Fiche de synthèse de l'intervention de Louis Moreau de Bellaing


Louis MOREAU de BELLAING, sociologue, anthropologue, après avoir souligné le caractère insoutenable pour la famille et terrifiant pour tous de l’enlèvement d’un enfant, cherche à distinguer les différentes responsabilités : premièrement la responsabilité juridique et pénale, deuxièmement la culpabilité individuelle, troisièmement la responsabilité sociale. Le premier niveau est le plus simple car régi par la loi : soit le délinquant est reconnu malade mental, et il n’est dans ce cas ni responsable ni coupable, soit il s’agit d’un pervers, conscient de ses actes, et la loi s’applique car sa responsabilité juridique et pénale est entière.
Le deuxième niveau de responsabilité renvoie à la dimension humaine des droits de l’enfant, à la légitimité de son appartenance à sa famille : « l’abuseur » transgresse non seulement la légalité sociale mais également les lois humaines qui fondent toute société, à savoir la prohibition, la tenue à distance de ce qui ne doit pas être rapproché, et le délit sexuel commis sur mineur doit être qualifié en vérité d’inceste.

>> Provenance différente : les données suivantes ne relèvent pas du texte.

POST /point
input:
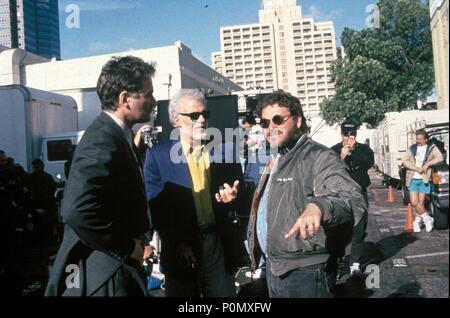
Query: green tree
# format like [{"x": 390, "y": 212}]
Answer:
[{"x": 387, "y": 68}]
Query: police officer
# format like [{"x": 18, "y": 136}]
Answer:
[{"x": 359, "y": 158}]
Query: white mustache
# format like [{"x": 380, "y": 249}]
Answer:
[{"x": 274, "y": 131}]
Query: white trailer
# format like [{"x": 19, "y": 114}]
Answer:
[
  {"x": 391, "y": 139},
  {"x": 37, "y": 124}
]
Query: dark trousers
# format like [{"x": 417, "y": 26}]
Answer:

Ce franchissement des limites est bien sûr le signe d’une carence d’humanisation et de socialisation, comme le disait en première partie Madame Leterrier.
Celle-ci intervient pour préciser que les gestes des parents dans les premiers soins physiques donnés à l’enfant (lors du bain par exemple) établissent ou non la conscience durable et saine des limites fixées par les respect du corps de l’autre.
Monsieur Moreau de Bellaing reprend la question de la culpabilité individuelle du transgresseur en faisant remarquer que généralement il ne ressent spontanément que PEU de culpabilité, dans l’illusion que sa pulsion serait une loi.
Le troisième niveau de responsabilité relevant de la société, l’environnement, existe mais de façon mineure : le tribunal a vu juste lorsqu’au procès de Nuremberg il a jugé les criminels un à un, en tenant compte avant tout de la responsabilité individuelle.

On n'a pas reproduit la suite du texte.